The ongoing investigation into UnitedHealth’s Medicare Advantage billing practices adds to the scrutiny the healthcare industry faces over billing and reimbursement processes. However, the outcome and timing of any potential legal actions remain uncertain, as the Department of Justice has not provided specific details regarding the scope or direction of the investigation. Despite these challenges, UnitedHealth maintains a strong overall financial health score of 2.9 out of 5 according to InvestingPro metrics, with particularly high marks in profitability and relative value measures.
In other recent news, UnitedHealth Group’s recent earnings and revenue developments have garnered significant attention. JPMorgan revised its price target for UnitedHealth to $405, citing leadership changes and the suspension of 2025 guidance. The firm now projects a 2025 adjusted earnings per share (EPS) of $22.26, with expectations of 10% year-over-year EPS growth by 2026. Meanwhile, Cantor Fitzgerald maintained an Overweight rating with a $440 price target, highlighting UnitedHealth’s strong position in the government insurance market.
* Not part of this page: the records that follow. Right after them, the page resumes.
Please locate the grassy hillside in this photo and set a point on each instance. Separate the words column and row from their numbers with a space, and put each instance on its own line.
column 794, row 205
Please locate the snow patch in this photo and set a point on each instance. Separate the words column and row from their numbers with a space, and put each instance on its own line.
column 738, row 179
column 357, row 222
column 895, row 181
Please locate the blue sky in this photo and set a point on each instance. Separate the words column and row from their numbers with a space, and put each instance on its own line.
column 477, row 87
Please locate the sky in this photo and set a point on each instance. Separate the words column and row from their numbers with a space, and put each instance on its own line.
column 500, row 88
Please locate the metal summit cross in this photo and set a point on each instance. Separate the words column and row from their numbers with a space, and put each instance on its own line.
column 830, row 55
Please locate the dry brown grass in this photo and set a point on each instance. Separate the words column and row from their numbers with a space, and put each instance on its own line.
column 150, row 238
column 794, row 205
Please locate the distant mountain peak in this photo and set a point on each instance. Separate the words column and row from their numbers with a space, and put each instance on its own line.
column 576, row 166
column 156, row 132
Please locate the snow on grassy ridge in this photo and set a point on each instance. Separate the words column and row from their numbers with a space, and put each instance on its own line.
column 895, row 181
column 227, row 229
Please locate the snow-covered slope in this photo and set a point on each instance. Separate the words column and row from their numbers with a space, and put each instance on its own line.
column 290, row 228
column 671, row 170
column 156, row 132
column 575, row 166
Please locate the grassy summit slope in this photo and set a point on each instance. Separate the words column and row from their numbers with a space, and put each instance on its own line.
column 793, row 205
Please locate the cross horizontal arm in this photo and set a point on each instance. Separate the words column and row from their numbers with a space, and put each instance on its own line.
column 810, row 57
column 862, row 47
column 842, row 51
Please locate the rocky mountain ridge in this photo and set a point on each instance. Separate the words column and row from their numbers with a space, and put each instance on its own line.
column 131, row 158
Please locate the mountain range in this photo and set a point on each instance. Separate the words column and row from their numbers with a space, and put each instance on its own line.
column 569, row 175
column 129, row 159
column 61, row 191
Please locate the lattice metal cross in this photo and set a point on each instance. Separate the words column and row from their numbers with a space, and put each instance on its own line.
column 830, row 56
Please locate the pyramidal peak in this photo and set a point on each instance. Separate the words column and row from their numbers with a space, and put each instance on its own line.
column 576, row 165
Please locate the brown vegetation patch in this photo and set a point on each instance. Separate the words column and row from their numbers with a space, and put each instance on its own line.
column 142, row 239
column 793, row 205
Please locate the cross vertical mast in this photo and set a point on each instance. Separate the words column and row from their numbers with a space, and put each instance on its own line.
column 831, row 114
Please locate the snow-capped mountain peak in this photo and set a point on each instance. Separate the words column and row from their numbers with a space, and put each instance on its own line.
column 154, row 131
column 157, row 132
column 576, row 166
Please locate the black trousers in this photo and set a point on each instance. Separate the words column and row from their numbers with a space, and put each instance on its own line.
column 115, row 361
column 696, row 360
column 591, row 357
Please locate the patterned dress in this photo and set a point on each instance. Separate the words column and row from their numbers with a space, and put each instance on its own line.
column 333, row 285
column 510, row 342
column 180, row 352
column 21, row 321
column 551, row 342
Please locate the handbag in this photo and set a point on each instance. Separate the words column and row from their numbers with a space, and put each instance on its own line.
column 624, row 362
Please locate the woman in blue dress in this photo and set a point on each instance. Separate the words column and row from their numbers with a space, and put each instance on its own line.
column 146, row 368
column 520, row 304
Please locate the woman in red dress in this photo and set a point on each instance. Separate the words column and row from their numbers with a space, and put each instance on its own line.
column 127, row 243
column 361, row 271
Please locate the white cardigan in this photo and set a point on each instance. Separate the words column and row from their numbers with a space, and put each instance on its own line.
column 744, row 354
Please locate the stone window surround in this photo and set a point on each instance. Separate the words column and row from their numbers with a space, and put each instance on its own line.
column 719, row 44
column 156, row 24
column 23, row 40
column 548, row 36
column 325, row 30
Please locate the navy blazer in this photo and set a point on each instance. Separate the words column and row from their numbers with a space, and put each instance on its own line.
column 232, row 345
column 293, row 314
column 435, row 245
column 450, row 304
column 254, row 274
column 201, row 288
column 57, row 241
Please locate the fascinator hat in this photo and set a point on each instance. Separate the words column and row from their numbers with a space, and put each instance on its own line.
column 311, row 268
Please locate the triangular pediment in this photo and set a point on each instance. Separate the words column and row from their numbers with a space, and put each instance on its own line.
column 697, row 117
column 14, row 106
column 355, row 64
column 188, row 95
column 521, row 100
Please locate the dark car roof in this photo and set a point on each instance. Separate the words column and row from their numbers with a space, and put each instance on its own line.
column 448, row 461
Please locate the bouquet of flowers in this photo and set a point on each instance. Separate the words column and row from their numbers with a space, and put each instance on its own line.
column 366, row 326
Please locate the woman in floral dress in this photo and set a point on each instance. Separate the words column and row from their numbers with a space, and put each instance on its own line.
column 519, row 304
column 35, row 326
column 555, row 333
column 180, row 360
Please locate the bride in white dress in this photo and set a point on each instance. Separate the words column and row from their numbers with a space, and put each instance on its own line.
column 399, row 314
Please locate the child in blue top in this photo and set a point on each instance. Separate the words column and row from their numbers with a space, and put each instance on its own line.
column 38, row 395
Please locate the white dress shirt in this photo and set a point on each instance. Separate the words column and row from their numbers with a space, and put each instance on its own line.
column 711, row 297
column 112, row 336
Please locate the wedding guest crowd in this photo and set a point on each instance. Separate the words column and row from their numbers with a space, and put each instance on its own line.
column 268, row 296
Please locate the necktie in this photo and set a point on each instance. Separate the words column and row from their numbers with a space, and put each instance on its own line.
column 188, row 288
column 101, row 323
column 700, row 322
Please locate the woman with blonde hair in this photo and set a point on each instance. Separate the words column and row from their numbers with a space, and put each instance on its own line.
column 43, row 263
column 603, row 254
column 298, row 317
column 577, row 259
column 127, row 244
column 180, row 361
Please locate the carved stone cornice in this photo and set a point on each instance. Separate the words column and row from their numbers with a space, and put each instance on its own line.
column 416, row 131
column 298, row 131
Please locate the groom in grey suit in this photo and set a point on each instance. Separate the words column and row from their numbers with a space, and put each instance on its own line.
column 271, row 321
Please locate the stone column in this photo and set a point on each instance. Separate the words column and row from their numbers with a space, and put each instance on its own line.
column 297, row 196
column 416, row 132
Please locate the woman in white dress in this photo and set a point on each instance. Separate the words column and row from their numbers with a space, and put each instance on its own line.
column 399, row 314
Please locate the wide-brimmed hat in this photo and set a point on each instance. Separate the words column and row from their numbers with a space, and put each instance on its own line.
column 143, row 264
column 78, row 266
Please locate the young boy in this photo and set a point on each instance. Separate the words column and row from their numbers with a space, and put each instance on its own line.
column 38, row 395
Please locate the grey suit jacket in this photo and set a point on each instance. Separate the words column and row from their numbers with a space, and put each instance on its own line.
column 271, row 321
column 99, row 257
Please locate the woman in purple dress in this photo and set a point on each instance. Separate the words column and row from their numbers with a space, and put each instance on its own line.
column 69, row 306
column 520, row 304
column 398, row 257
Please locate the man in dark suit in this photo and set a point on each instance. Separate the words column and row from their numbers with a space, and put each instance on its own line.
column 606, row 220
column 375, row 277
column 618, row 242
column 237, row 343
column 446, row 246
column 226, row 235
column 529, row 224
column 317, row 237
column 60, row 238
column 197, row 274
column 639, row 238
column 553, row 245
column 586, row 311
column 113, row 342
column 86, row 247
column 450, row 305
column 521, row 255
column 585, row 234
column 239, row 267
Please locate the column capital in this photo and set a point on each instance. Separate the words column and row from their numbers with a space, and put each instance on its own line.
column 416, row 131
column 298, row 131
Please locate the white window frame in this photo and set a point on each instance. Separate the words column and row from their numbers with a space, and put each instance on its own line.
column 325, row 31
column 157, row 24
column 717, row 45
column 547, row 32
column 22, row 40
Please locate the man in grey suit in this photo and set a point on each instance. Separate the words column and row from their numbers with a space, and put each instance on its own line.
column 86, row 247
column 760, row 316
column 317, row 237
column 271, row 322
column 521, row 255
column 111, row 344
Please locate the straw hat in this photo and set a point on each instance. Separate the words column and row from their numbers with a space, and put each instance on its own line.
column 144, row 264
KeyBanc also adjusted its price target to $450, maintaining an Overweight rating but expressing concerns over recent cost accelerations. Additionally, Raymond (NSE:RYMD) James downgraded UnitedHealth from Strong Buy to Market Perform, following the withdrawal of 2025 guidance and a CEO change. The firm adjusted its EPS estimates for 2025 and 2026, reflecting increased medical loss ratios. UnitedHealth is also under investigation by the Justice Department for potential Medicare fraud, focusing on its Medicare Advantage business practices.